US Citizenship & Immigration Services (USCIS) released guidance late last month on how they will implement Acting Secretary of Homeland Security Chad Wolf’s July 28 Deferred Action for Childhood Arrivals (DACA) memorandum, which was issued after the Supreme Court rejected in June the Trump administration's attempt to rescind the DACA program.
USCIS notes that under the guidance the agency will reject without prejudice and return fees for all initial DACA requests from applicants who have never previously received DACA. The agency will continue to accept requests from applicants who have been granted DACA at any time in the past and will also accept properly submitted requests for advance parole at the address specified on the Direct Filing Addresses for Form I-131 webpage.
For DACA approvals going forward, USCIS will limit the grants of deferred action and employment authorization to no more than one year, but the agency “will not rescind any currently valid two-year grants of DACA or associated employment authorization documents (EADs), unless USCIS terminates an alien’s DACA for failure to continue to meet the DACA criteria (see 2012 Memorandum), including failure to warrant a favorable exercise of prosecutorial discretion.” The agency will replace two-year EADs that are lost, stolen, or damaged with the “same facial two-year validity period assuming the EAD replacement application is otherwise approvable.” DACA recipients should file their renewal request between 150 and 120 days before their current grant of DACA expires.

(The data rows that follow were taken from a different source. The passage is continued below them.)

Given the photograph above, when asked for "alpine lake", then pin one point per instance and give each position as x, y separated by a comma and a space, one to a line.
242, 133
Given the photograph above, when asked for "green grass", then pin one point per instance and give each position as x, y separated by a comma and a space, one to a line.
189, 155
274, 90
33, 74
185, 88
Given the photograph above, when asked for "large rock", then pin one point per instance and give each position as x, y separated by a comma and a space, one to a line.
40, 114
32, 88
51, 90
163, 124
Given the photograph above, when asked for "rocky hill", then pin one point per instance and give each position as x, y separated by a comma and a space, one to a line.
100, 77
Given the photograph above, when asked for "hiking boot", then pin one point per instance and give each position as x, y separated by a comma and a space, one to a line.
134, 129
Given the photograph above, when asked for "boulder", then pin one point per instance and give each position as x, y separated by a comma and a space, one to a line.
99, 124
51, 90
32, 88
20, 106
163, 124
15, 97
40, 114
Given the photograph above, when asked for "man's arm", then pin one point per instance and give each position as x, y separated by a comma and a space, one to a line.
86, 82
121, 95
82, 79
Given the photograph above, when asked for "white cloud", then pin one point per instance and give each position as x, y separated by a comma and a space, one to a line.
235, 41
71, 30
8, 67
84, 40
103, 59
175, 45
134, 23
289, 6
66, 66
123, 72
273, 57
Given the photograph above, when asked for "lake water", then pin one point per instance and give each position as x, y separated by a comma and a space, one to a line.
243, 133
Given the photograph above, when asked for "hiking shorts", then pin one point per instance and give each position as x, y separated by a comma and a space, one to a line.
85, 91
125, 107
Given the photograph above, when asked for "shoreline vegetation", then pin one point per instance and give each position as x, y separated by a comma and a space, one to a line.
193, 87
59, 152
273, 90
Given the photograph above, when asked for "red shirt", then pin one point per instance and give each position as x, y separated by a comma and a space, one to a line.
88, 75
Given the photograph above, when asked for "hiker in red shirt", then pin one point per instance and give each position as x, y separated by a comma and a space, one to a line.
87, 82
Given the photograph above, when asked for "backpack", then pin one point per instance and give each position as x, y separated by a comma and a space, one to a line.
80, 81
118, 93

USCIS will grant advance parole for travel outside the US to DACA recipients for “urgent humanitarian reasons or significant public benefit in keeping with the governing statute.” USCIS will not rescind any previously granted advance parole documents unless there is another legal reason to do so. The agency will determine whether to grant advance parole to the applicant on a case-by-case basis after reviewing all the factors. When applying for advance parole, valid reasons for international travel are listed below (although even if an applicant establishes that they meet one of the examples below, USCIS may still deny the request for advance parole in discretion after reviewing the “totality of the circumstances”):
Travel to support the national security interests of the US;
Travel to support US federal law enforcement interests;
Travel to obtain life-sustaining medical treatment that is not otherwise available to the applicant in the US; or
Travel needed to support the immediate safety, wellbeing, or care of an immediate relative, particularly minor children of the applicant.
USCIS notes that as always parole into the US is not guaranteed and applicants traveling under advance parole are still subject to immigration inspection at a port-of-entry to determine whether they are eligible to come into the US.